Pathologically, when a disc herniates posteriorly, it squeezes along with it epidural fat; the epidural fat being vascular, the vessels are concentrated and encircle the herniated fragment10,15). Inflammation due to vasoactive factors released by the herniated disc can develop hypervascularization around the fragment14). These phenomena lead to hyperhydration of the fragments, and signal changes that are similar, but not identical to, the cerebral spinal fluid (CSF), thus leading to rim enhancement findings after Gadolinium injection. Our literature review supports these MR imaging findings in most cases. The enhanced signal on Gadolinium-injected scans may sometimes result in a misleading differential diagnosis10,15).

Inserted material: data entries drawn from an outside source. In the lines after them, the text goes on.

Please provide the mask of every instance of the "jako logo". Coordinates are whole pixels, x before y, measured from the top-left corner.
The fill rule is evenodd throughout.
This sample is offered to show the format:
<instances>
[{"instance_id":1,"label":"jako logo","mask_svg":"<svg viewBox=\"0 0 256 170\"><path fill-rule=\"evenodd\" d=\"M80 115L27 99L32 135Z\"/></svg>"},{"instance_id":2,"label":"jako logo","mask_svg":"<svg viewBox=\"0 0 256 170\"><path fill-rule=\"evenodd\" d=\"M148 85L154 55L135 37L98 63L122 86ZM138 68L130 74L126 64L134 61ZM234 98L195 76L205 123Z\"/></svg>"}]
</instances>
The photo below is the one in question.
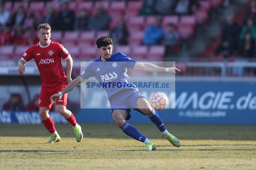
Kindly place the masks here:
<instances>
[{"instance_id":1,"label":"jako logo","mask_svg":"<svg viewBox=\"0 0 256 170\"><path fill-rule=\"evenodd\" d=\"M39 65L41 64L49 64L49 63L54 63L54 59L53 58L50 58L50 59L48 58L47 59L44 59L43 60L41 59L40 61L39 61Z\"/></svg>"},{"instance_id":2,"label":"jako logo","mask_svg":"<svg viewBox=\"0 0 256 170\"><path fill-rule=\"evenodd\" d=\"M108 74L106 74L105 75L105 76L103 75L100 76L100 78L101 78L101 80L102 80L102 81L103 82L107 81L117 77L117 75L115 73L113 72L113 74L114 75L113 75L111 73L108 73L108 74L110 76L110 77L109 77L108 75Z\"/></svg>"}]
</instances>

The differential diagnosis of an enhanced lesion can be : arthro-synovial cyst, meningeal cyst, ligament cyst, perineural cyst, abscess, benign tumor, or hematoma. However, meningeal cyst doesn't show Gadolinium enhancement and shows a similar signal to CSF. Synovial cyst from the facet joint is centered on the facet, and rim enhancement is often seen. Tumorous conditions have different patterns of enhancement, showing no rim enhancement.
In our case, the indicating factor towards a disc herniation was that the patient had a sudden development of symptoms and otherwise his general health was good, apart from his pathological reports being normal. All of these factors pointed towards the less likely possibility of epidural tumor or abscess. The literature review shows 20 cases of cauda equina syndrome associated with dorsal extradural lumbar disc herniation since the first report by Lombardi13) in 1973. All of these cases exhibited rim enhancement of the extruded disc.

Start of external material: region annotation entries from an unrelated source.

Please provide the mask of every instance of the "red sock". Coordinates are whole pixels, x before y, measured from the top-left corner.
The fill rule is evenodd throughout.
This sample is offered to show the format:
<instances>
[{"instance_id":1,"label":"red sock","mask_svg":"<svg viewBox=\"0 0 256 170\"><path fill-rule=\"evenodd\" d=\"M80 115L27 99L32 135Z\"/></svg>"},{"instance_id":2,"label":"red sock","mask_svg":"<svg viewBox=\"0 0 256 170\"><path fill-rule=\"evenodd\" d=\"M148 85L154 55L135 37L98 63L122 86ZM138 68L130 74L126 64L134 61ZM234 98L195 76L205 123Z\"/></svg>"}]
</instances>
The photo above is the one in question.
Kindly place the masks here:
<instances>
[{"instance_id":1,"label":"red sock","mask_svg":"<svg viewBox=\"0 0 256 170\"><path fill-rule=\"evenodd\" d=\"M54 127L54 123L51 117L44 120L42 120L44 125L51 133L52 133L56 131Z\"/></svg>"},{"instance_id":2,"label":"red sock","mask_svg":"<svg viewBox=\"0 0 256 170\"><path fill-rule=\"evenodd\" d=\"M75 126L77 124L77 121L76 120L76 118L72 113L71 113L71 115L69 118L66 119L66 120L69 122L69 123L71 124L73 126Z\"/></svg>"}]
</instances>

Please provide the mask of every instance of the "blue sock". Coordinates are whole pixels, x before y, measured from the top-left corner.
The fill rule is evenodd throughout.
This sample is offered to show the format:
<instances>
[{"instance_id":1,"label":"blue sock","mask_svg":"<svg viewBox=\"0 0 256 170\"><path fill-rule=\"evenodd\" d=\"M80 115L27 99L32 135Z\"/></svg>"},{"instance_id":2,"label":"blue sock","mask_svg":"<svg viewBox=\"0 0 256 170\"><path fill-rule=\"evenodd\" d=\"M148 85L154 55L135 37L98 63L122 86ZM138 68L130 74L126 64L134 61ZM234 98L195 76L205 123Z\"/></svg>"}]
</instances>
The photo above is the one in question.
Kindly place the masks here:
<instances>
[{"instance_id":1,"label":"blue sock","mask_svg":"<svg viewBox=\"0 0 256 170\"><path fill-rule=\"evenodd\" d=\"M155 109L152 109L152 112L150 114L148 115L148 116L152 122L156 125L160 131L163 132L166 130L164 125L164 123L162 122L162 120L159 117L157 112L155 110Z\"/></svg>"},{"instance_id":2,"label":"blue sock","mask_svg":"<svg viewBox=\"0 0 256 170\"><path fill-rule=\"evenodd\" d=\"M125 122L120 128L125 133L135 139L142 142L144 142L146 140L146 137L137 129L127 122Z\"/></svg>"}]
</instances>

A reason for such a herniation could be due to what Kuzeyli et al.9) has suggested, that heavy labor, traction, spinal manipulation, and conditions of hypermobility may predispose the disc, to posterior migration of the fragments. As seen by us in our review of similar cases most of them have history of some trauma before the onset of symptoms, which support this hypothesis. Also in all cases, prompt surgery by an open procedure with complete decompression provided good results.
We reported a case of dorsal extradural lumbar disc herniation mimicking intradural disc. Determining the location of lumbar disc herniation, either extradural or intradural, is a diagnostic challenge. Where there is concern about the diagnosis, appropriate scans and different diagnostic modes should be utilized. Any compressive lesion causing cauda equina syndrome should be decompressed on an urgent basis.
This study was supported by a grant from the Wooridul Spine Foundation.